First, some may recall this post I did a few years ago on the fall of cities, where I compared the fall of Saigon to Richmond’s evacuation 110 years before. The accounts of desperation in Richmond on the night of 2-3 April 1865 are congruent with the agonizing pictures and accounts from 29-30 April 1975. I’m also struck that Vietnam has a deep fissure with in the country about the memory of South Vietnam and her dead/soldiers.
The second item may not be as apparent to viewers, but it is found in the person of Sam Wilson, who died in June 2017 after filming had completed. Wilson was a Merrill’s Marauder veteran who went on to a distinguished career in the U.S. Army and in the U.S. government. After retirement he returned to his hometown of Farmville, Virginia, where “General Sam” served many years as president of Hampden-Sydney College. Wilson’s obituary, with an excellent recounting of his career, is here.

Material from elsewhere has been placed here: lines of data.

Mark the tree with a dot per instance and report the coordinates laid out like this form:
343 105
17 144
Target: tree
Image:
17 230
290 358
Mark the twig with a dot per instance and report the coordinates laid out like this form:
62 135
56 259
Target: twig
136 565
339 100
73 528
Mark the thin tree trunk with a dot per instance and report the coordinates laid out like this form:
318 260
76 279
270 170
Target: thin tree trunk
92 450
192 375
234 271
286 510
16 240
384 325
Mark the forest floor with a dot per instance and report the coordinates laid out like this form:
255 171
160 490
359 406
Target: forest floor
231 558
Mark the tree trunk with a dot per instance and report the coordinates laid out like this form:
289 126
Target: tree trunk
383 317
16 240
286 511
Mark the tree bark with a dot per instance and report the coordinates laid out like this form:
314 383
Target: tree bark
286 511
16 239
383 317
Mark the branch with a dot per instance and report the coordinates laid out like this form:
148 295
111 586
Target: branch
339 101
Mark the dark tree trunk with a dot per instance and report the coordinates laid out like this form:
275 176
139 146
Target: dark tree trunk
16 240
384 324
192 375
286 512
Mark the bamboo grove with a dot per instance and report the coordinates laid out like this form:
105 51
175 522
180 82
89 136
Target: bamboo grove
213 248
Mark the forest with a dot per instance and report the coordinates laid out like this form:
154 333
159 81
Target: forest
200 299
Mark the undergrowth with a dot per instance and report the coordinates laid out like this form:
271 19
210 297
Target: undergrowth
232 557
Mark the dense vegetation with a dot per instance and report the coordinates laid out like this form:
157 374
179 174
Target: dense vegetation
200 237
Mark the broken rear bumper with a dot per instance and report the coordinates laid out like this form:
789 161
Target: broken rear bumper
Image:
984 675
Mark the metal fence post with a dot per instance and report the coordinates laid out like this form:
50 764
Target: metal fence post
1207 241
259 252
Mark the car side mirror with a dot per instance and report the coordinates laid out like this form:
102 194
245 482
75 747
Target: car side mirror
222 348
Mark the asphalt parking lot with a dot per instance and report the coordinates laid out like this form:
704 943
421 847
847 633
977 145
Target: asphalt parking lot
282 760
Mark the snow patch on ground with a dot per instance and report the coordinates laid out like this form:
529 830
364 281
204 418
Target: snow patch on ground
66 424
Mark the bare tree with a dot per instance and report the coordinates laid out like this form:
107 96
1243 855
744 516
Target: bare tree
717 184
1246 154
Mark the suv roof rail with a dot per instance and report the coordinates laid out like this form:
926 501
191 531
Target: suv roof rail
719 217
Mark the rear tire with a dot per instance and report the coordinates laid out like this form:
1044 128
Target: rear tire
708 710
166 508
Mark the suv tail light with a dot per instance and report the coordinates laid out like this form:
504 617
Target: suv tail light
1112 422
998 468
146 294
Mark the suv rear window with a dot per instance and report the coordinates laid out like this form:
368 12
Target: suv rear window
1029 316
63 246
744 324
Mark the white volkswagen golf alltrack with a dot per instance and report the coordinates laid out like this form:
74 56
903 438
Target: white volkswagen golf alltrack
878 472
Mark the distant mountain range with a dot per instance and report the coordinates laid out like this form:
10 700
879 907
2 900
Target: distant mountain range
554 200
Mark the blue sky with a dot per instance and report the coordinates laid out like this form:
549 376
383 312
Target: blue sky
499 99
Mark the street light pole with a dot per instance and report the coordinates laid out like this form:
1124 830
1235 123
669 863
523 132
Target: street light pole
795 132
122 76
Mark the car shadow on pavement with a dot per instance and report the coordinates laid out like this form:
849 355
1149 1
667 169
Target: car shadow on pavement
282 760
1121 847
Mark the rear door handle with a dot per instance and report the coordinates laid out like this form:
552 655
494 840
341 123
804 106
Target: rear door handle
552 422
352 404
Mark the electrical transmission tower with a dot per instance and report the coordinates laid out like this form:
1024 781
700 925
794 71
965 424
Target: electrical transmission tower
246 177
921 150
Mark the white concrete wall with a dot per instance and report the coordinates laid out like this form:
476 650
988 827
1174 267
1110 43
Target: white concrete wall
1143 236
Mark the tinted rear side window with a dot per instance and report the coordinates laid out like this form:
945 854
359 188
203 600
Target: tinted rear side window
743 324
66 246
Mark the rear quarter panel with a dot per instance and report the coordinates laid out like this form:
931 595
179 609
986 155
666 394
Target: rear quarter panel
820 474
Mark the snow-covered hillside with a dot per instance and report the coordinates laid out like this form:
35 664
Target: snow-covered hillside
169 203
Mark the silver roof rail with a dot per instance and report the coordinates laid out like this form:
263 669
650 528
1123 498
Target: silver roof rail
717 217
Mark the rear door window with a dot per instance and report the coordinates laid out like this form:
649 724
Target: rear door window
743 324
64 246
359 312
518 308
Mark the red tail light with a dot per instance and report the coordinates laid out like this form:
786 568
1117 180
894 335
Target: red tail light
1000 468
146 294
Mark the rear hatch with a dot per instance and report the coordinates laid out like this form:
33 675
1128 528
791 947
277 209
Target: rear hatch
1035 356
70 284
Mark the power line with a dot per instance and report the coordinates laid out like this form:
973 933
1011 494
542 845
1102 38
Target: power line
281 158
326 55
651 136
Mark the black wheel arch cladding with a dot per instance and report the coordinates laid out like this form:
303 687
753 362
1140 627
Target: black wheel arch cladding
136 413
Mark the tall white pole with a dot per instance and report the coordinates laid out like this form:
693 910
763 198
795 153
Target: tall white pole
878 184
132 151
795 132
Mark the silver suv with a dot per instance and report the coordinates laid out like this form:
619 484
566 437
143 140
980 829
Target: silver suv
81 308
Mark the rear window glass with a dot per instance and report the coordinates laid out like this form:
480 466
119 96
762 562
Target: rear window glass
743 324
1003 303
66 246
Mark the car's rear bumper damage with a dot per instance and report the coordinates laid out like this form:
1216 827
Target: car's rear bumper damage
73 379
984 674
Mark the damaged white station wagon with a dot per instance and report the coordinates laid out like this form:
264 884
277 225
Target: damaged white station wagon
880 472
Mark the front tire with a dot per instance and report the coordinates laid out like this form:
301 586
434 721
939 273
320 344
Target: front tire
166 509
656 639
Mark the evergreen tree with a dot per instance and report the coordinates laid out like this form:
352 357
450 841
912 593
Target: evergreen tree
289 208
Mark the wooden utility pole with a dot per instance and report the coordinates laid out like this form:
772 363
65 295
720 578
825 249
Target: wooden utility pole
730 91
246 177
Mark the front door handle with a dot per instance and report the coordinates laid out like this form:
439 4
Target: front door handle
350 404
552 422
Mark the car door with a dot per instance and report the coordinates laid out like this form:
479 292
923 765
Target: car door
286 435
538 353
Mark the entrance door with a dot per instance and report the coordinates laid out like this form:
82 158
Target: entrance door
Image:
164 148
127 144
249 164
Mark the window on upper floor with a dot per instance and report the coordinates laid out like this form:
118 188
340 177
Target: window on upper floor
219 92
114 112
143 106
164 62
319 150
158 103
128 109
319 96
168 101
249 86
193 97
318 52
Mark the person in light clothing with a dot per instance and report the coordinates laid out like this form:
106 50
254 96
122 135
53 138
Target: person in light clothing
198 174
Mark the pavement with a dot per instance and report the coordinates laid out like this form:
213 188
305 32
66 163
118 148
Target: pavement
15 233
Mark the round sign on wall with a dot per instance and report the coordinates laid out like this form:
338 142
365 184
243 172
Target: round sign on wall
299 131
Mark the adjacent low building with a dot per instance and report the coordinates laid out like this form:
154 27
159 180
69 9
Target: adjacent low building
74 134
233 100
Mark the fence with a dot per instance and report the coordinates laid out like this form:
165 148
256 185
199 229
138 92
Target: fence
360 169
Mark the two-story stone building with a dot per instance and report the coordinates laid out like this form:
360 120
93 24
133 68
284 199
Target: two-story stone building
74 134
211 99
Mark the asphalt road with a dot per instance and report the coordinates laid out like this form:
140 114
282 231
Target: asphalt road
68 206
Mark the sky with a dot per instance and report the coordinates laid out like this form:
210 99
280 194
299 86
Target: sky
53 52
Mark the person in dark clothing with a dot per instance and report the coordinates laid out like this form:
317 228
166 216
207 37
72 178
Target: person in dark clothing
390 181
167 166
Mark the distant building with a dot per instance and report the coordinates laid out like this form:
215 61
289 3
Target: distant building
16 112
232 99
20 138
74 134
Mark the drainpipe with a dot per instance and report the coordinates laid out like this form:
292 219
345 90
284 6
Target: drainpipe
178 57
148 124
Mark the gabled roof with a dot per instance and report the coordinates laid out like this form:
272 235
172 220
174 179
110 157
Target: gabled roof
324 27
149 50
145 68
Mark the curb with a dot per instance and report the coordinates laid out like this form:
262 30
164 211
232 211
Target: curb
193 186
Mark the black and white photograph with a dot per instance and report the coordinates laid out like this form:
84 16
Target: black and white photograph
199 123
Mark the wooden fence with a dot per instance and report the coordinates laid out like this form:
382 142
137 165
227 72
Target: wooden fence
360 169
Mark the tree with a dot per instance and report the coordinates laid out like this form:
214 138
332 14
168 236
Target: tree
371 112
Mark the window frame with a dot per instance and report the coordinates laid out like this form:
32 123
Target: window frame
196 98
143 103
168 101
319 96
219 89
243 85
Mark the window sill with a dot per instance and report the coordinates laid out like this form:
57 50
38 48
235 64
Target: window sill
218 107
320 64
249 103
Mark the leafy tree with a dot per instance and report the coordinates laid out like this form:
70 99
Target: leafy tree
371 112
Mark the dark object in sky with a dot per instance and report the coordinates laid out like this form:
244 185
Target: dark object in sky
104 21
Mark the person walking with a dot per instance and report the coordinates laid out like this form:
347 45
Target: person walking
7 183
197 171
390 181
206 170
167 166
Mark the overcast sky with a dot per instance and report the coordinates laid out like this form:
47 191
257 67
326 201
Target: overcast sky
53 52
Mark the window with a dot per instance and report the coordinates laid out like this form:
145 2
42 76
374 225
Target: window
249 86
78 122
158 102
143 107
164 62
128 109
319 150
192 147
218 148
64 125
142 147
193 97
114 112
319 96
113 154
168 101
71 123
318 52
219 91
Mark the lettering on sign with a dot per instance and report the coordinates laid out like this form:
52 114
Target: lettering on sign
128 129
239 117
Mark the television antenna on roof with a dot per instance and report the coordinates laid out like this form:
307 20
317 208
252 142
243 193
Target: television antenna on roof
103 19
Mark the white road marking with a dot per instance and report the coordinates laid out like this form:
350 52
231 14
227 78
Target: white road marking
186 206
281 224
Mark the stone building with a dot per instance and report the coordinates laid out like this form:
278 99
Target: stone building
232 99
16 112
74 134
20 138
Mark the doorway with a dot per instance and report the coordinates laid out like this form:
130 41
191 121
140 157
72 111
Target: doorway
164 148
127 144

That background is important to note, as Wilson gets in one of the last words in the entire series. He refers to Vietnam as “the most divisive conflict in our country’s history,” then he stops himself and leans forward. His body language shows the intensity of his feeling.”The second most divisive conflict in our history,” he says. This son of Virginia, a distinguished veteran of two significant American wars, at that moment felt the Civil War in his bones.
Image: Evacuees rush to board a Marine helicopter at the U.S. Embassy in Saigon on 29 April 1975.
Reblogged this on seftonblog.
Which American war between North and South Vietnam most like? I at one time considered the Civil War, but I submit the Revolutionary War, with the North Vietnamese playing the role of the Founding Fathers (Ho Chi Minh quoted Thomas Jefferson’s Declaration of Independance in announcing colonial Vietnam’s independence from France) South Vietnam the Tories (or United Empire Loyalists) and the Americans being the British in colonial America. So that’s what the names on the wall died for!
Interesting observation about Sam Wilson. Another veteran of WWII who was in Vietnam in the 60s, combat photographer David Douglas Duncan, saw the ghost of Civil War divisiveness in post-Vietnam War America, and an observation he made in the introduction to his photojournalism masterpiece about Vietnam, “War Without Heroes,” nails the connection:
“[The Vietnam War] is a war that has fractured the substructure of our society to a depth which will require the efforts of yet unborn generations to heal. And even then nothing will be the same. For one conclusion already seems clear: our involvement in Viet-Nam has emerged as the greatest American tragedy since the Civil War.”
I found it compelling history to watch on TV also.